Ultimately, one measure of how competent a leader is, is how willing he is to get rid of proven and repeated incompetents in his organization. Can you imagine a CEO of a fortune 500 company who would put up with a person in an important position who had made as many mistakes as Don Rumsfeld has?

Hmmm. Let me think about that one again.... no wonder George W. Bush's business ventures never made any money.
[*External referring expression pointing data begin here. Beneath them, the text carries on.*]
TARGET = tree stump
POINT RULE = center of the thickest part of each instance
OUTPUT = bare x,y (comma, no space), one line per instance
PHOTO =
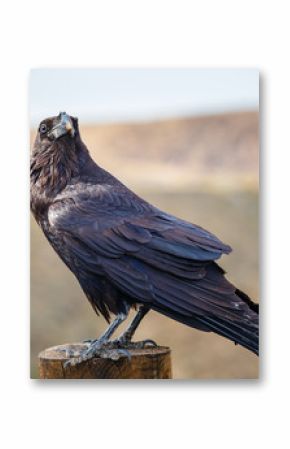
149,363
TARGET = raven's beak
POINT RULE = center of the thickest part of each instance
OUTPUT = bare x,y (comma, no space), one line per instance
64,126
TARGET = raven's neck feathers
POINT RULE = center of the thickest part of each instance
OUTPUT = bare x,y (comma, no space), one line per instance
52,167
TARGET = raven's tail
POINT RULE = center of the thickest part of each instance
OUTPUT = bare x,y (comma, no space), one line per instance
244,331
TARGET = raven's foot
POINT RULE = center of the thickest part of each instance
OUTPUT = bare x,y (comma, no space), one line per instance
96,348
128,344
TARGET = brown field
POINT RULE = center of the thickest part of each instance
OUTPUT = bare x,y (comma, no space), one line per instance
204,170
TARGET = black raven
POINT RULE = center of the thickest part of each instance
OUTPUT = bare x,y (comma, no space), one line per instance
126,252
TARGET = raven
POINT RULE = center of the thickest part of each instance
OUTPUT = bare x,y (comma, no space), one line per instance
127,253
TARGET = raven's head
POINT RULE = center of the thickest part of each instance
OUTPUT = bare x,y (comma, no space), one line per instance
53,128
58,153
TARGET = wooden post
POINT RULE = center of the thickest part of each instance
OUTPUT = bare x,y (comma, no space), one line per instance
149,363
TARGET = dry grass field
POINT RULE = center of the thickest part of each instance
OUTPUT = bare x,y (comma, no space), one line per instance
204,170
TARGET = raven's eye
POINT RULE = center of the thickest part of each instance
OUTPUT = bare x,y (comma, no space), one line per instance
43,128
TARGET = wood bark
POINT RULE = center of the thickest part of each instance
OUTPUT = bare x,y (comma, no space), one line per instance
149,363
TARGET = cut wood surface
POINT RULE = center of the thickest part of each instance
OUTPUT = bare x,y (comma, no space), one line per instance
149,363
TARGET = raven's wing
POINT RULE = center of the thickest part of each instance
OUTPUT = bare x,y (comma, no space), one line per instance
152,257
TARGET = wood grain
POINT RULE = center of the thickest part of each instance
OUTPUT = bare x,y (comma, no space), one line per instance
149,363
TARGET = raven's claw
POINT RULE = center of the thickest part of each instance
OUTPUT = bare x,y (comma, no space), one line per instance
97,348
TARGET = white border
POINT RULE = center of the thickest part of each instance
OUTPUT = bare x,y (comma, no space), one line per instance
144,33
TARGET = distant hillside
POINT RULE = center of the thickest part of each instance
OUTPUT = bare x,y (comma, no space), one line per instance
205,152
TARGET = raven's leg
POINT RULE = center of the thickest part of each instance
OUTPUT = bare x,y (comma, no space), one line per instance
125,339
102,347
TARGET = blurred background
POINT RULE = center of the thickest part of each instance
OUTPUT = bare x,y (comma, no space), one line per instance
187,140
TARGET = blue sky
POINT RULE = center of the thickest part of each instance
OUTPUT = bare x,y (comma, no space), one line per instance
113,95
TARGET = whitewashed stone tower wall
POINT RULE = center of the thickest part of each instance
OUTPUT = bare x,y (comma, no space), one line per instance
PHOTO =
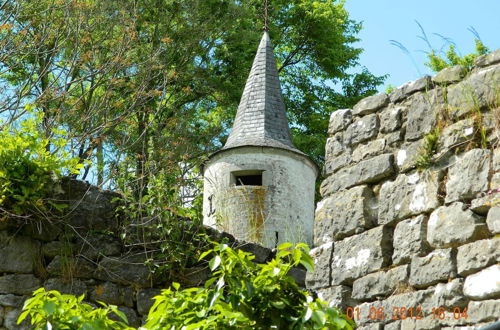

Correction: IndyVoter points out in the comments that the rules of engagement in Somalia were changed when Clinton took office at the request of the Secretary General of the U.N.. In accordance with Deep Thought's announced policy of publically identifying errors before correcting them, we now have made 6 errors on 309 posts (I put 5 in 308 in the comments but I have a log and after checking it, it is six in 309) so we have a .980 fielding percentage.


Lily said...

Rummy made his delusions abundantly clear in his state of pentagonry memo. Multiple wars in multiple geographies simultaneously with no need to increase troop levels... Fan of draft beer, Eli?

Anonymous said...

I have to point out that the rules of engagement in Somalia changed after Clinton took office. The mission which Bush started was strictly humanitarian - supervising the distribution of food to starving people - and did not include hunting down warlords. Sometime after Clinton took office hunting down warlords was added to the mission - apparently at the request of Boutros Boutros-Ghali, then the UN Secretary-General.

Eli Blake said...


Fan of draft beer, Eli?

No, I'm not, but I suspect that Rummy is, while on the job, there is little else to explain some of the crazy decisions he has made.

Indy Voter:

Good point. I will need to edit the post. That is error number 5 (I think you've found two) in 308 posts, so I'm still fielding .984

Karen said...

"President has said that the conflict is likely to still be going on when he leaves office"...

That's about the only *truth* coming out of his mouth only he meant the war and I'm saying the CONFLICT is much larger. He has caused so much grief, it will never be undone.